My younger two share and it's fine, lovely in fact. The majority of their friends share too. I can see them wanting their own space in years to come but I think you are a good 10 years off that!
oh, and I grew up in a 4 bed house but my sister and I shared for years, at one point in bunk beds in the smallest room! Loved it.
out of interest, are you English OP? The reason I ask is that my Glaswegian mum and all my Glaswegian relatives grew up in/live in huge 3/4 bedrooms flats in Glasgow or Edinburgh and it seems this is much more the norm up there that in England, where we are obsessed with having a house and a garden. And it's very common on the Continent, isn't it, living in flats with no garden? Friend in Paris (English, as a matter of fact) couldn't understand why a garden was neccesary - 'that's what parks are for!')

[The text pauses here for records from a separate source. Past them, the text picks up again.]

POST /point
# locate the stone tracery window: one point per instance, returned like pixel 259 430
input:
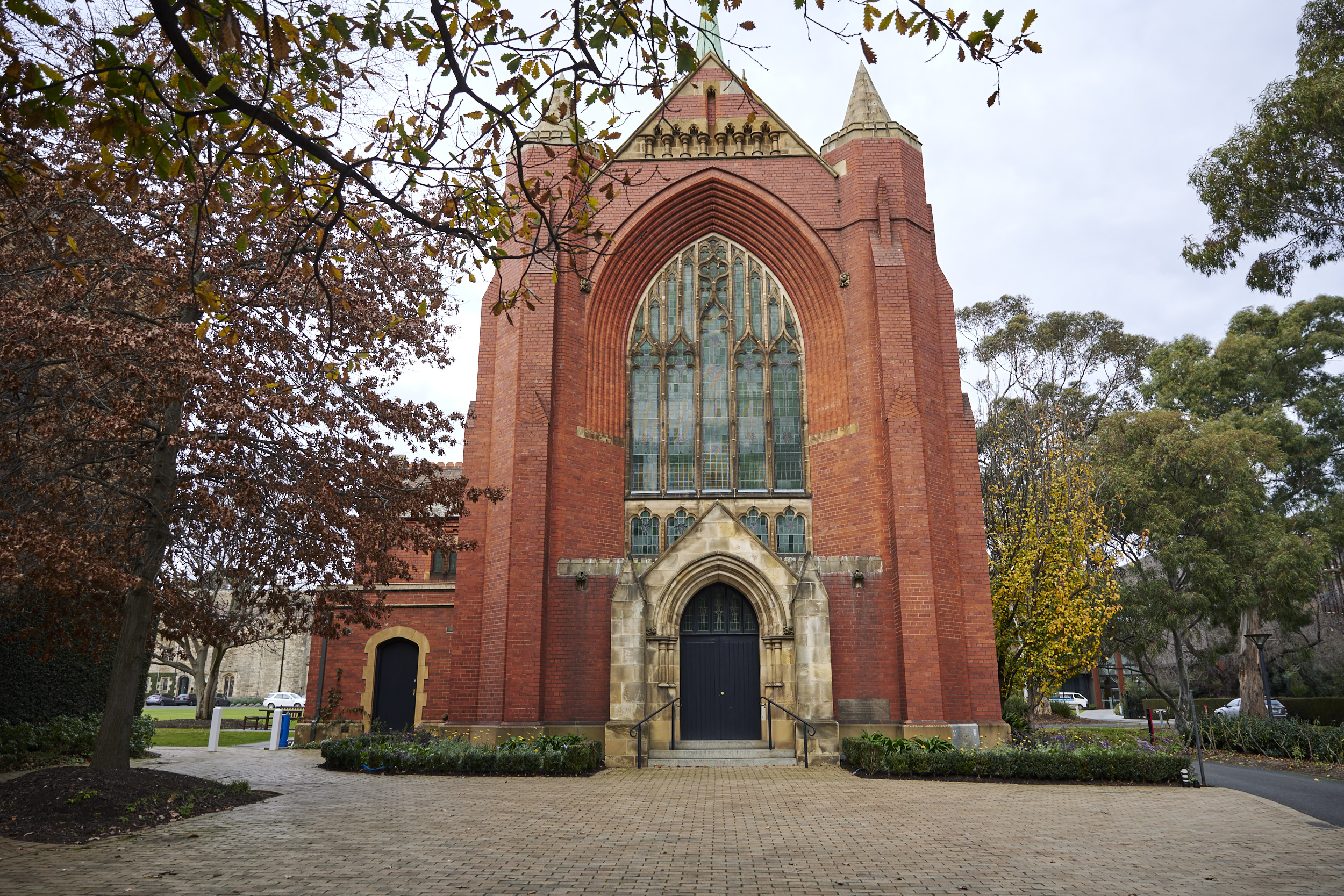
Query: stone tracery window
pixel 644 535
pixel 717 388
pixel 793 532
pixel 678 524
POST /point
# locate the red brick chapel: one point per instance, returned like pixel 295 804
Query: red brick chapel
pixel 740 462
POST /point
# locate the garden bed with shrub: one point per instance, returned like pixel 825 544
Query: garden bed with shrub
pixel 63 739
pixel 420 754
pixel 1278 738
pixel 937 758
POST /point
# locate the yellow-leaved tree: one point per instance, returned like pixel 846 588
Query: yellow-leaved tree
pixel 1052 575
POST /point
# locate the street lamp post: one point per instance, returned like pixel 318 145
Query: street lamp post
pixel 1259 640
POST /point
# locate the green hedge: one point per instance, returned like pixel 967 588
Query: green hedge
pixel 1327 711
pixel 1084 763
pixel 72 683
pixel 398 754
pixel 23 742
pixel 1323 711
pixel 1281 738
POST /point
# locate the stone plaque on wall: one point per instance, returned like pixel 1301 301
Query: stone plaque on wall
pixel 856 709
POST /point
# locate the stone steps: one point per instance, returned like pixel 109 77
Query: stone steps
pixel 719 754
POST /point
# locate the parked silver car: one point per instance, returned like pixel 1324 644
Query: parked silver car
pixel 1234 708
pixel 1071 698
pixel 283 700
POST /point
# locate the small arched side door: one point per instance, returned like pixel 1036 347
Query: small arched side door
pixel 396 679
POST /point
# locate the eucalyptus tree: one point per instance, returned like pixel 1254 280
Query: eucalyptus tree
pixel 1281 178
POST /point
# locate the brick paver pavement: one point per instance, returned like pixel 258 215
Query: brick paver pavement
pixel 690 830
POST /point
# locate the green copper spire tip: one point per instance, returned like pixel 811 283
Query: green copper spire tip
pixel 709 38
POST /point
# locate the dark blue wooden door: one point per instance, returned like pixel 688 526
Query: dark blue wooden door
pixel 721 668
pixel 394 684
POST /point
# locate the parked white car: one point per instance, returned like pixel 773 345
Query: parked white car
pixel 283 700
pixel 1234 708
pixel 1071 698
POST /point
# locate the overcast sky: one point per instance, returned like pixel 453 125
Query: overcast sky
pixel 1073 191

A friend had a similar problem in that they were in a huge 2 bed flat but wanted to move to a house (girl/boy sharing, older girl age 7 getting a bit fed up of boy's bad sleeping) and found it nearly impossible to find a house with similarly proportioned rooms, or indeed more square footage.
Oh, and congratulations!
Congratulations Start praying that your second dc is the same sex as your first or everyone's head will explode!!! If its a different sex the will be all "well that's it you'll def have to move now.........." Stick to your guns op and good luck with your pregnancy. X
We live in a one bedroomed cottage and I am about to have a baby, we've also had the pressure from the out-laws to move, but why? Most babies end up sharing the parents room for at least 6 months anyway so what's the point in rushing?
Yes, we accept that by a year old we really will need to get a 2 bedded place but I'm not knocking myself out moving whilst pregnant, sod that!
We live in a 3 bed - but our 2 DDs decided to keep sharing anyhow...
We live in a similar flat by the sound of it, but one of the bedrooms isn't huge, it's pretty small (room for a bed and possibly one other thing, but that's about it)
But I have already got two larger children and have just had a baby
I'm now sharing with ds2 and 3, ds1 has his own room
It is getting difficult.
You should be fine though.
We used to use the Master as the Lounge, the Lounge as a dining rm nd the 'little' bedroom was ours. Then when dd came along we moved into thw master, lounge into the real lounge and dd into the back bedroom.
In essence, we could swap rooms, once they start wating sleepovers etx, and the room.is big enough to split into two large rooms if needed.